In this article
A serious survey of more than 900 designers across 60 countries puts numbers on what everyone sensed. And the most interesting result is not the adoption rate, it is what still gets in the way.
Figures about AI are rarely trustworthy: most come from vendors with a tool to sell. The report published by Designer Fund and Foundation Capital is an exception: more than 900 designers surveyed across more than 60 countries, around twenty interviews, and case studies run at Anthropic, Framer, Linear, Notion, Shopify, Sierra and Stripe.
The adoption figures
Weekly AI usage among designers moved from 54% in 2025 to 91% in 2026. Three out of four now use it daily. In one year, we left experimentation and entered routine.
Another notable shift: Claude overtakes ChatGPT as designers' preferred general-purpose tool, moving from 52% to 78% while ChatGPT falls from 88% to 65%.
Seven tools on average, and code in production
The number of AI tools per designer has doubled, from three to seven on average. And crucially, half of respondents have already pushed AI-generated code to production. The line between designer and developer keeps fading, exactly as tool announcements bringing design closer to code suggested.
When 91% of a profession uses a tool every week, it is no longer a trend to watch. It is the new working context.
The number one blocker: reliability
Here is the study's most useful result. The main obstacle cited is neither price nor technical difficulty: it is reliability and the uneven quality of results.

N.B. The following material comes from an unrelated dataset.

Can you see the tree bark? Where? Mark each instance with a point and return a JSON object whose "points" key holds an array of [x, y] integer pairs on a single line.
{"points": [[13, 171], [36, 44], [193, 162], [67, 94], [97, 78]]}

That deserves a pause. If the blocker were cost, the fix would be a subscription. If it were skill, the fix would be training. But the blocker is consistency of output, and there no tool will save you: it is a matter of framing. An explicit brand guide, a reference corpus, verifiable rules. In other words, a brand foundation designed for the machine.
The question is no longer whether, but how
These figures drain any interest from the for-or-against AI debate. It is already everywhere, every week, for almost everyone. The only open question is framing: how to get consistent rather than random results. That is exactly the problem I work on with clients, and the study confirms it is where things break.
Frequently asked questions
-
Is this study reliable?
- It is among the most solid on the subject: more than 900 designers in over 60 countries, around twenty interviews and in-company case studies. It is not vendor content selling a tool.
-
Should you use seven AI tools?
- No. The figure describes an average practice, not a recommendation. Two well-framed tools beat seven used at random.
-
Why is reliability the real blocker?
- Because a tool produces variations, not decisions. Without explicit rules and reference examples, two identical prompts give two different results.